At the end of Elif Batuman’s memoir The Possessed: Adventures with Russian Books and the People Who Read Them, she writes—and I promise this won’t spoil the book should you choose to read it:
“If I could start over today, I would choose literature again. If the answers exist in the world or in the universe, I still think that’s where we’re going to find them.”
This may, for me, have been the best line in a book full of great lines, and I couldn’t imagine a more appropriate ending for her memoir, which weaves literary analysis with artfully crafted, incisive portraits of writers, scholars, literary landmarks, and personal experiences.
Maybe answers are possible through literature because of its ability to make us feel deeply, which in the practical world can cause pain and so we try to prevent ourselves from doing it. And literature can prompt understanding of otherness by plunging us into the other’s experience, which can also be scary and painful and thus something we may try to avoid.
Despite my deep faith in literature to prompt empathy and insight, poetry and I have never been the closest of confidantes. Lately, I’ve taken to thinking of poetry as I would an acquaintance admired from afar, that one inscrutable person who, when you speak with her or hear what he’s been doing, you’re impressed. But somehow, you can never get past the surface pleasantries when in that person’s presence.
I’m thinking about this today because it’s National Poetry Day. Out of deference to my enigmatic acquaintance and in honor of the day, I offer three personal favorites:
“Nothing Gold Can Stay” by Robert Frost
This melancholy but beautiful poem renders an experience universal to all living things.
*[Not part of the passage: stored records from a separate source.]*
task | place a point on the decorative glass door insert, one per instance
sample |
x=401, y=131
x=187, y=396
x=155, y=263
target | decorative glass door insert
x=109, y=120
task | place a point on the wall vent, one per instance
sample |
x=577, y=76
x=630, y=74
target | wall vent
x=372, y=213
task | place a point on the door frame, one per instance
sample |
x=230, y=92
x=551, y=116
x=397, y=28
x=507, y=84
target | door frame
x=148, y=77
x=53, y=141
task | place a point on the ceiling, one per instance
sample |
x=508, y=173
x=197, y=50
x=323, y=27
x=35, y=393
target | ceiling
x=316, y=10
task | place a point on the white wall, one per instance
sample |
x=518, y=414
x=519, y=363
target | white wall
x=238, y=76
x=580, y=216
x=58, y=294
How often can we say of eight lines that they speak to all living beings?
“This Is Just To Say” by William Carlos Williams
The first reason I fell in love with this poem is it made me laugh (though I probably shouldn’t!). Upon closer inspection, I marvel at its exquisite construction.
“13 Ways of Looking at a Blackbird” by Wallace Stevens
For me, this evocative poem is interwoven with the experience of reading it one stanza at a time on the Wallace Stevens Walk in Hartford.
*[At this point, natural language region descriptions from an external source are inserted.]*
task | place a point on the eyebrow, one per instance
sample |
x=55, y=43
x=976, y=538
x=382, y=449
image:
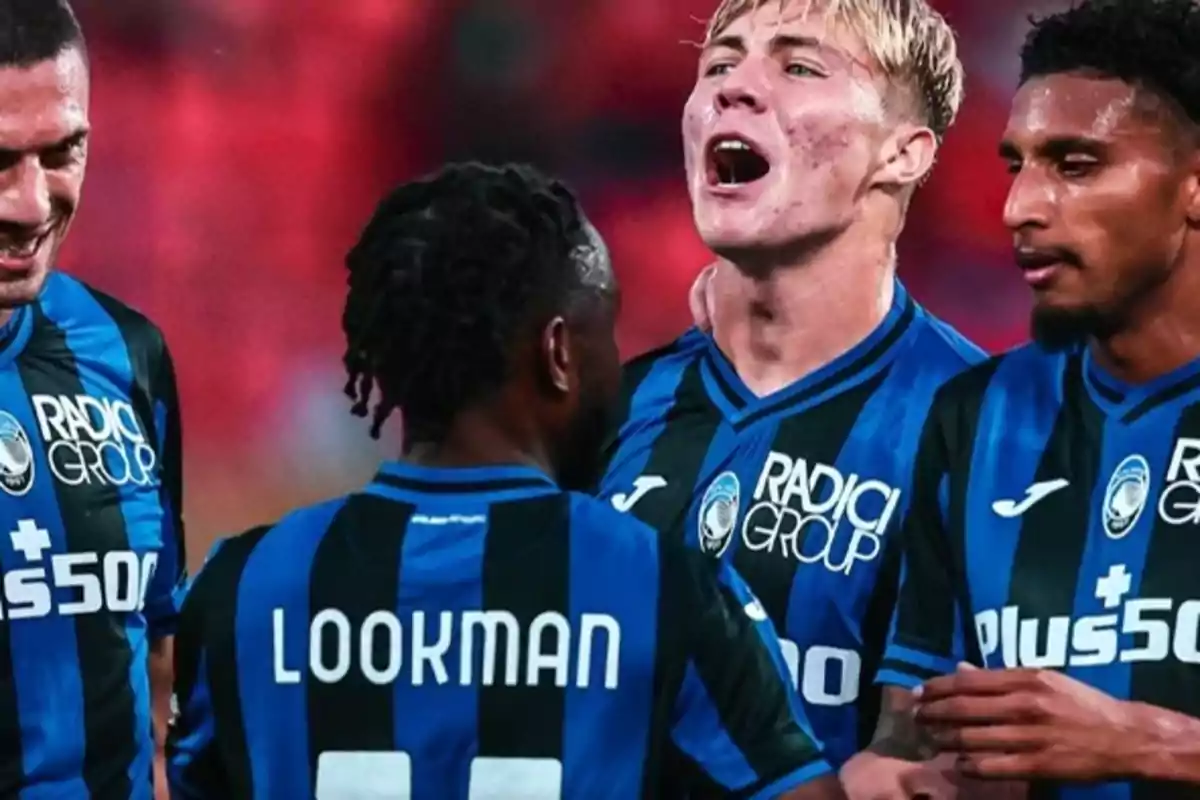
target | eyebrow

What are a few of your favorite poems for national poetry day or any day?
A belated Happy National Poetry Day to you – and thanks for the recommendations. I LOVE poetry. So many poems are so dear to me, it’s hard to choose, and I feel overwhelmed these days, but I guess I’d like to give a shout out to another William Carlos Williams one, “Danse Russe”, as well as “To His Coy Mistress” by Andrew Marvel, just about anything by e.e. Cummings, but especially “anyone lived in a pretty how town”, “All in green went my love riding”, and “a clown’s smirk in the skull of a baboon”. And “A Supermarket in California” by Allen Ginsberg, “The Shampoo” by Elizabeth Bishop, “Hope and Love” by Jane Hirschfield.
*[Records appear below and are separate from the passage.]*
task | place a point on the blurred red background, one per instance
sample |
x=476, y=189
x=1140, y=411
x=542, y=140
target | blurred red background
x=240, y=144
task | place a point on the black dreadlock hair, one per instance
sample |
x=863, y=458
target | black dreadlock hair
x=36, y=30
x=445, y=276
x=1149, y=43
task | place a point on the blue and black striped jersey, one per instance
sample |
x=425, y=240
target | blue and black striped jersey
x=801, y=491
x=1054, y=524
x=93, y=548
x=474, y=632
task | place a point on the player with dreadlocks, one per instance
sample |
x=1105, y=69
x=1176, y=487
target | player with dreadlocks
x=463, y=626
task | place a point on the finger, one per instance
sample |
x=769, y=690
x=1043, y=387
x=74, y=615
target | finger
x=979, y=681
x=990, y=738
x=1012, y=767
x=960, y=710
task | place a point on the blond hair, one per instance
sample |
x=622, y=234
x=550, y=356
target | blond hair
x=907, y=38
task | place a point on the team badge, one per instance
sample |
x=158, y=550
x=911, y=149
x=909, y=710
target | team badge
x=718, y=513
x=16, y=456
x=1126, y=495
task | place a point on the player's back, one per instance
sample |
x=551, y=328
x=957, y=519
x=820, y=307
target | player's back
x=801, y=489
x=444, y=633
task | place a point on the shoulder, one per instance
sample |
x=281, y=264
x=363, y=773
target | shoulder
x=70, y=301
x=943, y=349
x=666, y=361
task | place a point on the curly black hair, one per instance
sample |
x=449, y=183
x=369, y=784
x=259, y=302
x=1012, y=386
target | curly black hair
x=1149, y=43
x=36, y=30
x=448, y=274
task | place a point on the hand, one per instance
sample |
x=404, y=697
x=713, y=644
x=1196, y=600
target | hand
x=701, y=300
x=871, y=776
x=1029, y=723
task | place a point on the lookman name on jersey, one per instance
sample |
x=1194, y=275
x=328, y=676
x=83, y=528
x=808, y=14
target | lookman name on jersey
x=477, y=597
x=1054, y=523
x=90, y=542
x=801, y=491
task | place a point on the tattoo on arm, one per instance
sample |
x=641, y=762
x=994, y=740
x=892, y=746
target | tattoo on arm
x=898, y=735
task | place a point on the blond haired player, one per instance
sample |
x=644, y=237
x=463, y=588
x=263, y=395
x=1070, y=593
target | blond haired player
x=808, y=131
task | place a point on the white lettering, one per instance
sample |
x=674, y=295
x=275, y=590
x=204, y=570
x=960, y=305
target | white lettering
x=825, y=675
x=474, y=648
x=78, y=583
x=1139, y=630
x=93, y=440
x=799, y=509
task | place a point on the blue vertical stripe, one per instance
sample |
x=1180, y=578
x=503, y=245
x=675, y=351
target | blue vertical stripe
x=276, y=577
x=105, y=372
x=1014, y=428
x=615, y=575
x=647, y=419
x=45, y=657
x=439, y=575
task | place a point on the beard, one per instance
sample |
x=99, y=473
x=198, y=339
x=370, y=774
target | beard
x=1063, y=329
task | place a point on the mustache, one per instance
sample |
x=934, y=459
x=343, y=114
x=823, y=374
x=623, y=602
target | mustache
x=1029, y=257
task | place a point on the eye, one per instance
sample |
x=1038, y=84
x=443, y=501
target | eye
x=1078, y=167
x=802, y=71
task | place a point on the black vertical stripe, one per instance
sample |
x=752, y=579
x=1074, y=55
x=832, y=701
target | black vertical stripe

In honor of my son, I’d like to also include “Green Eggs and Ham”, which is currently one of his favorite books.
Oh – and I remember a long time ago, you did an Open Call on the bygone Open Salon site (RIP) where you asked people to list 10 poems they couldn’t live without, and through that I discovered we share a mutual favorite: Anne Bradstreet’s “The Author to Her Book”.
Thank you for the recommendations, Alysa! I think we have similar taste in poetry in addition to Bradstreet: That Marvel poem is another favorite.
Incidentally, I was thinking about that open call and the fun of discovering new poems through it (though I kept my list of poems quite short this time).